Deployment never completes: If your deployment seems stuck on the canary phase, check your CloudWatch alarms. If an alarm is in the ALARM state but hasn’t breached your rollback threshold, CodeDeploy holds traffic at the canary level. Verify your alarm configuration is what you intended.

False-positive rollbacks: If you’re rolling back on valid deployments, your alarms might be too sensitive. Increase thresholds or evaluation periods. For example, if a function occasionally takes longer than normal but is still healthy, a lower duration threshold might cause unnecessary rollbacks.

Alias not updating: If the alias doesn’t reflect the new version after deployment completes, ensure you’re invoking the alias, not the function name. Also verify that CodeDeploy has permission to update Lambda aliases through its service role.

Missing alarms: If you specify alarms in DeploymentPreference but CodeDeploy doesn’t seem to check them, verify that the alarms exist and are in the same region as your function. CodeDeploy can’t monitor cross-region alarms.

Advanced: Custom Alarms and Application Insights#

For sophisticated applications, standard Lambda metrics might not tell the whole story. That’s when custom CloudWatch metrics and Application Insights become valuable.

Application Insights is an AWS feature that monitors applications and automatically detects problems based on application-level metrics. For a Lambda-based checkout function, Application Insights might track failed payment transactions, timeouts from downstream APIs, or database connection pool exhaustion—metrics that directly indicate application health rather than just function-level health.

Creating custom metrics from your function gives you fine-grained control:

def lambda_handler(event, context):
    cloudwatch = boto3.client('cloudwatch')
    
    try:
        order = event.get('order')
        payment_result = charge_card(order)
        
        cloudwatch.put_metric_data(
            Namespace='Checkout',
            MetricData=[
                {
                    'MetricName': 'TransactionSuccess',
                    'Value': 1,
                    'Unit': 'Count',
                    'Timestamp': datetime.utcnow()
                }
            ]
        )
        
        return {'statusCode': 200, 'body': json.dumps(payment_result)}
        
    except CardDeclinedException:
        cloudwatch.put_metric_data(
            Namespace='Checkout',
            MetricData=[
                {
                    'MetricName': 'CardDeclined',
                    'Value': 1,
                    'Unit': 'Count',
                    'Timestamp': datetime.utcnow()
                }
            ]
        )
        return {'statusCode': 402, 'body': json.dumps({'error': 'payment_declined'})}

Then define an alarm on this custom metric:

CardDeclineAlarm:
  Type: AWS::CloudWatch::Alarm
  Properties:
    AlarmName: excessive-card-declines
    MetricName: CardDeclined
    Namespace: Checkout
    Statistic: Sum
    Period: 300
    EvaluationPeriods: 1
    Threshold: 50
    ComparisonOperator: GreaterThanThreshold

If a new version has a bug that causes incorrect card validation, triggering more declines than normal, this alarm will breach and trigger a rollback.

Monitoring Deployment Progress#

During deployment, you have several ways to monitor progress:

CodeDeploy console: Navigate to CodeDeploy in the AWS Console, select your application, and view the deployment history.
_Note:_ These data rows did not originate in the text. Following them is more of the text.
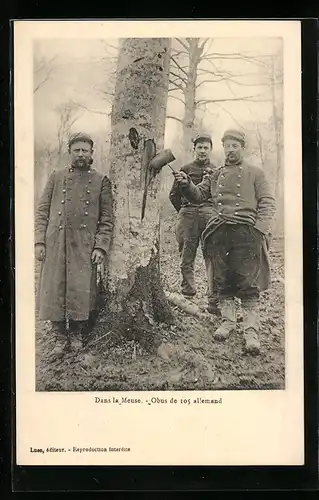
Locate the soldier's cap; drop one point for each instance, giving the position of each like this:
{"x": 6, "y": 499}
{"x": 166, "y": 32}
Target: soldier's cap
{"x": 203, "y": 138}
{"x": 235, "y": 134}
{"x": 80, "y": 137}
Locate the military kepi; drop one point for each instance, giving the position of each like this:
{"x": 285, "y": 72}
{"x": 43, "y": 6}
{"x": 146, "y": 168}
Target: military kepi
{"x": 80, "y": 137}
{"x": 235, "y": 134}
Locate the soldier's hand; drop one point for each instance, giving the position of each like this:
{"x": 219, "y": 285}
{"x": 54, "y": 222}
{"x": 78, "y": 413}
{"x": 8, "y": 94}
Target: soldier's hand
{"x": 97, "y": 256}
{"x": 39, "y": 251}
{"x": 181, "y": 178}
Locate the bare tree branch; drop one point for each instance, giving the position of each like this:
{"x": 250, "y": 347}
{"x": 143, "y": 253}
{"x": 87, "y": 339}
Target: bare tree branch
{"x": 177, "y": 98}
{"x": 243, "y": 98}
{"x": 179, "y": 66}
{"x": 230, "y": 114}
{"x": 96, "y": 111}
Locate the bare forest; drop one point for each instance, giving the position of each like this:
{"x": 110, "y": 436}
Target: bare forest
{"x": 166, "y": 91}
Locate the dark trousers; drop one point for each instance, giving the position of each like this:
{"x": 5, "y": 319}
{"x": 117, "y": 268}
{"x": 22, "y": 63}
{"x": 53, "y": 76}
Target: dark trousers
{"x": 191, "y": 222}
{"x": 235, "y": 250}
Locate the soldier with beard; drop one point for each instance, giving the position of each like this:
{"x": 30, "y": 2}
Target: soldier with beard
{"x": 192, "y": 219}
{"x": 237, "y": 235}
{"x": 73, "y": 227}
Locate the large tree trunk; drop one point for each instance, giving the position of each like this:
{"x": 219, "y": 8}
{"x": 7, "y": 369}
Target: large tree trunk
{"x": 277, "y": 102}
{"x": 135, "y": 297}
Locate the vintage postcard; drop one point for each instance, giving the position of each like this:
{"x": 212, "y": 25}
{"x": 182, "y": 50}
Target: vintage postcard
{"x": 158, "y": 243}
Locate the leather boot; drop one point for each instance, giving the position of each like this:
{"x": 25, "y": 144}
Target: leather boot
{"x": 228, "y": 312}
{"x": 251, "y": 327}
{"x": 61, "y": 342}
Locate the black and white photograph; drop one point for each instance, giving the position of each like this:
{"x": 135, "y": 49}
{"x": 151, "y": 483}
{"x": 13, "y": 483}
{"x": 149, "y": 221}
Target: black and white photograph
{"x": 159, "y": 235}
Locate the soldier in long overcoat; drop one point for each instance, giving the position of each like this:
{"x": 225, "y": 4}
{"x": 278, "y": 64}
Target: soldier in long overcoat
{"x": 192, "y": 219}
{"x": 236, "y": 236}
{"x": 73, "y": 228}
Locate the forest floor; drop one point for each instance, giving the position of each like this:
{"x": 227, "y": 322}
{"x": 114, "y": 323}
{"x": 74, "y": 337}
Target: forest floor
{"x": 189, "y": 358}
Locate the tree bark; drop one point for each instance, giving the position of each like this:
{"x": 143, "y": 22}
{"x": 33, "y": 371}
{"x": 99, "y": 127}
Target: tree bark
{"x": 135, "y": 296}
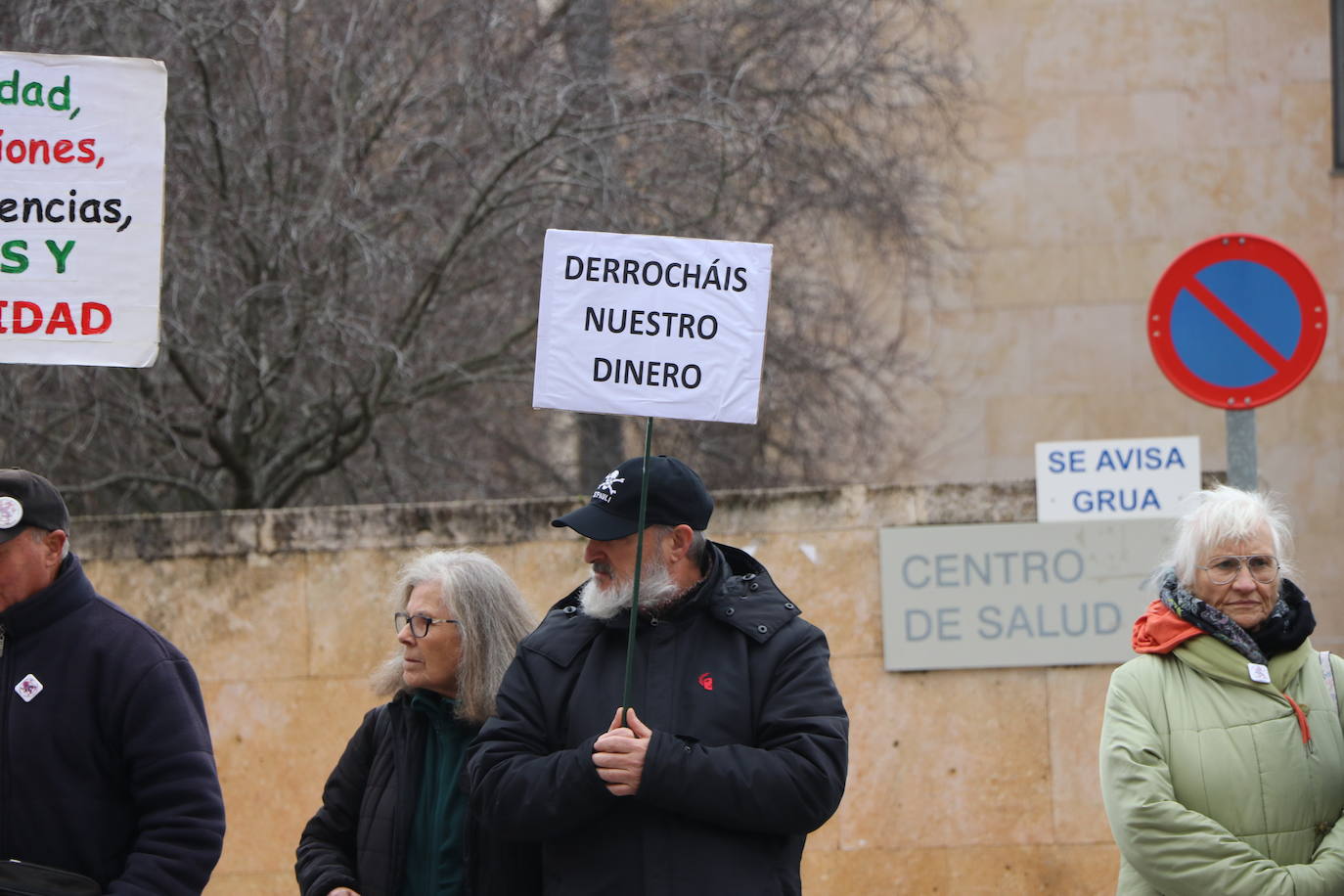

You’ll see each deployment’s status, traffic percentage at each step, and any alarms that triggered.

SAM CLI: Running sam deploy with the --no-fail-on-empty-changeset flag allows you to see deployment logs as they happen.

CloudWatch logs: CodeDeploy publishes deployment events to CloudWatch if you’ve configured it. These logs show exactly when traffic shifted and when alarms were evaluated.

Lambda Insights: For deeper visibility into function behavior during deployment, enable Lambda Insights monitoring on your function. This provides detailed performance metrics and can reveal issues like resource contention that standard metrics might miss.

Summary#

SAM’s CodeDeploy integration transforms Lambda deployments from an all-or-nothing operation into a controlled, observable process. By configuring AutoPublishAlias and DeploymentPreference, you gain the ability to gradually introduce new code to production, automatically detect problems through CloudWatch alarms, and roll back instantly if something goes wrong.

The three deployment strategies—Canary, Linear, and AllAtOnce—address different deployment scenarios. Canary deployments minimize risk by exposing new code to a small percentage of traffic briefly. Linear deployments catch problems that emerge gradually over time. AllAtOnce deployments offer speed when you have high confidence.

Behind the scenes, SAM generates the necessary CodeDeploy application, deployment group, aliases, and IAM roles, abstracting away the complexity. You specify your deployment preferences declaratively in your SAM template, and the infrastructure handles the implementation.

By pairing traffic shifting with well-chosen CloudWatch alarms—monitoring error rates, latency, throttling, or custom application metrics—you create a self-healing deployment system that protects both your users and your team. Problems are caught early, blast radius is minimized, and rollbacks happen automatically without requiring manual intervention in the middle of the night.

As you build serverless applications, thoughtfully applying these deployment patterns transforms how you think about production deployments: not as risky events requiring careful coordination, but as automated, safe processes you can execute with confidence.